Milagro Sala est, avec 5 autres activistes de l’organisation, une prisonnière politique à part entière (une résolution de l’ONU le confirme) accusée de façon risible et sans preuve. Elle a souffert en réalité du retour en force d’un libéralisme arrogant et destructeur, revenu en vogue en Argentine avec le nouveau président Macri et le gouverneur de la région, Morales. Celui-ci, puissant oligarque avec de nombreux intérêts économiques personnels, a voulu détruire tant l’expérimentation sociale de la Tupac Amaru, que les constructions coopératives de ‘logements’ pour la population pauvre indigène, avec son centre de secours, d’éducation, de sport, sa bibliothèque, etc. en fait, tout signe tangible de transformation sociale.

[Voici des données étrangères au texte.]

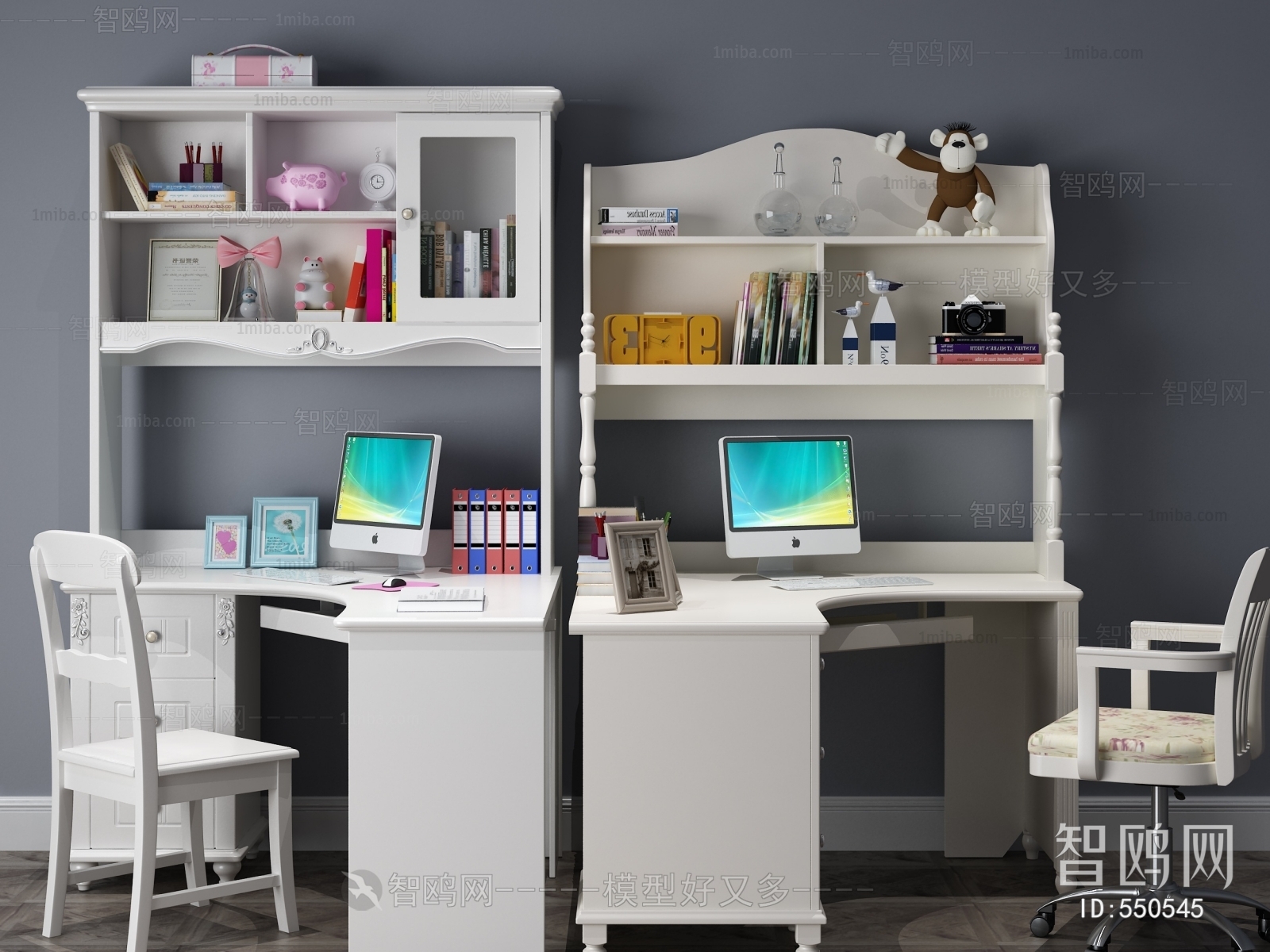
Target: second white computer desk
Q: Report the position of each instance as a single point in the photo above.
(452, 743)
(702, 752)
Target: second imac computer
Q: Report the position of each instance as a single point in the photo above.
(785, 497)
(384, 501)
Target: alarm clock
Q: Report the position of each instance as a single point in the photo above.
(378, 183)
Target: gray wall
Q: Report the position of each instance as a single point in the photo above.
(1162, 321)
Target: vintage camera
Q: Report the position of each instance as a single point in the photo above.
(975, 317)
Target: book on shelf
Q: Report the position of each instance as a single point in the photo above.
(654, 230)
(987, 359)
(639, 216)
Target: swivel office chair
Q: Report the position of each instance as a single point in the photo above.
(1166, 749)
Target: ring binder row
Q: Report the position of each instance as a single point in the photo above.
(495, 532)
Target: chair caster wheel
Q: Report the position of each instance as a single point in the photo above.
(1043, 923)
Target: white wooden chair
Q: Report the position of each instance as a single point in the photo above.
(152, 768)
(1166, 749)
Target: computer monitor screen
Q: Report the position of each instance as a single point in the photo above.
(384, 501)
(789, 495)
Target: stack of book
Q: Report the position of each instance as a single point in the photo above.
(479, 263)
(983, 348)
(639, 222)
(776, 319)
(171, 196)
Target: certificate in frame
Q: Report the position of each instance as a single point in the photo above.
(184, 281)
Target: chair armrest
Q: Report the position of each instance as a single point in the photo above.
(1090, 659)
(1146, 632)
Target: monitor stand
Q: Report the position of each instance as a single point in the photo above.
(783, 568)
(410, 565)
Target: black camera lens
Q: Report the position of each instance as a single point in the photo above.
(973, 319)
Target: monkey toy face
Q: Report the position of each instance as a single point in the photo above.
(958, 152)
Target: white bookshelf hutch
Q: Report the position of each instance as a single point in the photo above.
(987, 801)
(465, 155)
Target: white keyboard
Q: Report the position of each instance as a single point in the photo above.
(310, 577)
(852, 582)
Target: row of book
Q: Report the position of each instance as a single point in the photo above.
(495, 532)
(983, 349)
(171, 196)
(479, 263)
(776, 319)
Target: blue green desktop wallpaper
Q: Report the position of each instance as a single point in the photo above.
(384, 480)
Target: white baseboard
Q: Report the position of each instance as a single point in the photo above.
(848, 823)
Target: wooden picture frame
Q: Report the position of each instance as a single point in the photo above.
(225, 543)
(184, 281)
(285, 532)
(639, 558)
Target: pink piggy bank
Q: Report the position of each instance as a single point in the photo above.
(306, 186)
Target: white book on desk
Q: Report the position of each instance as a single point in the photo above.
(444, 600)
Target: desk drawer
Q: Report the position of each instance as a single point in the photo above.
(184, 647)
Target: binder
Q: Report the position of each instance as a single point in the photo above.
(476, 532)
(459, 559)
(530, 532)
(493, 532)
(511, 532)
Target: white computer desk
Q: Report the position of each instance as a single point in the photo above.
(452, 750)
(702, 753)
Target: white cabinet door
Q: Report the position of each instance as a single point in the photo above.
(179, 704)
(182, 626)
(468, 171)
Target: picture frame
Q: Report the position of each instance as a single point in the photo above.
(285, 532)
(639, 558)
(225, 543)
(184, 281)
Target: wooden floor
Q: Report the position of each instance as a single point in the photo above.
(874, 901)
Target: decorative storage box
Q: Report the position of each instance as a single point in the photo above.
(229, 69)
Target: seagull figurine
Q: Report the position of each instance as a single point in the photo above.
(880, 286)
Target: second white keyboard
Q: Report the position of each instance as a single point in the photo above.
(852, 582)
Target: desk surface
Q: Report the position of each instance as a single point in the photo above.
(514, 602)
(722, 605)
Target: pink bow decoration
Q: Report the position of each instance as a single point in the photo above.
(268, 251)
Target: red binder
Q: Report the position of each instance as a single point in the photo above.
(495, 532)
(511, 532)
(459, 560)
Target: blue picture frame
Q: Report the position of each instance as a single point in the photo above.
(225, 543)
(285, 532)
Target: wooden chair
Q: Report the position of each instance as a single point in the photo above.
(1166, 749)
(150, 768)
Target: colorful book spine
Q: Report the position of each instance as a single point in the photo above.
(355, 302)
(511, 532)
(988, 359)
(438, 260)
(639, 230)
(493, 532)
(476, 532)
(487, 264)
(530, 532)
(459, 532)
(511, 255)
(639, 216)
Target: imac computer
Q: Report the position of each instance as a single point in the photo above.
(384, 501)
(785, 497)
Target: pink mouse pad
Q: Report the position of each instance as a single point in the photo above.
(410, 583)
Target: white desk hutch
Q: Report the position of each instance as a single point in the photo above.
(652, 808)
(483, 150)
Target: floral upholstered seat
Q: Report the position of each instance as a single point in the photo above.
(1134, 735)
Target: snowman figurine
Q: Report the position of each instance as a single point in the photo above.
(313, 289)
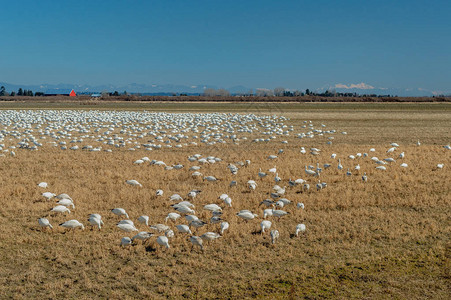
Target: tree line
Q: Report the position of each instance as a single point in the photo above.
(210, 92)
(20, 92)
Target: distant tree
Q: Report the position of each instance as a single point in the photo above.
(209, 92)
(279, 91)
(264, 92)
(297, 93)
(223, 93)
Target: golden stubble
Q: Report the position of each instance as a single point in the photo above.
(385, 236)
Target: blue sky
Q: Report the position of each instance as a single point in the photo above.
(294, 44)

Il n’est pas facile d’expliquer combien sont importants cette dirigeante et ce mouvement pour tant de personnes, car non seulement les indigènes de Jujuy mais des activistes de divers comités de support pour d’autres villes, de nombreux jeunes, sont venus jusqu’ici, ont témoigné leur affection et reconnaissance pour Milagro. Les yeux remplis de larmes de tristesse et de partage, ils ont chanté et dansé joyeusement pour faire arriver leur voix aux détenus qui, a cent mètres de là, par-delà l’Etat et par-delà la clôture et les quelques policiers en tenue anti-émeute, heureusement restés inactifs, applaudissaient, saluaient, chantaient et dansaient avec eux.

Aussi pour moi, habitué au son des luttes sociales qui se limitaient à répéter des slogans évoquant une réalité presque lointaine, qui avaient perdu le sens de réalité ‘vivante’ dans le cœur de chaque personne, il est difficile d’expliquer comment le grand cœur de l’Amérique latine bat fort et résonne ainsi pour la lutte d’un mouvement indigène, apparemment ‘marginal’ sur la carte géopolitique du continent.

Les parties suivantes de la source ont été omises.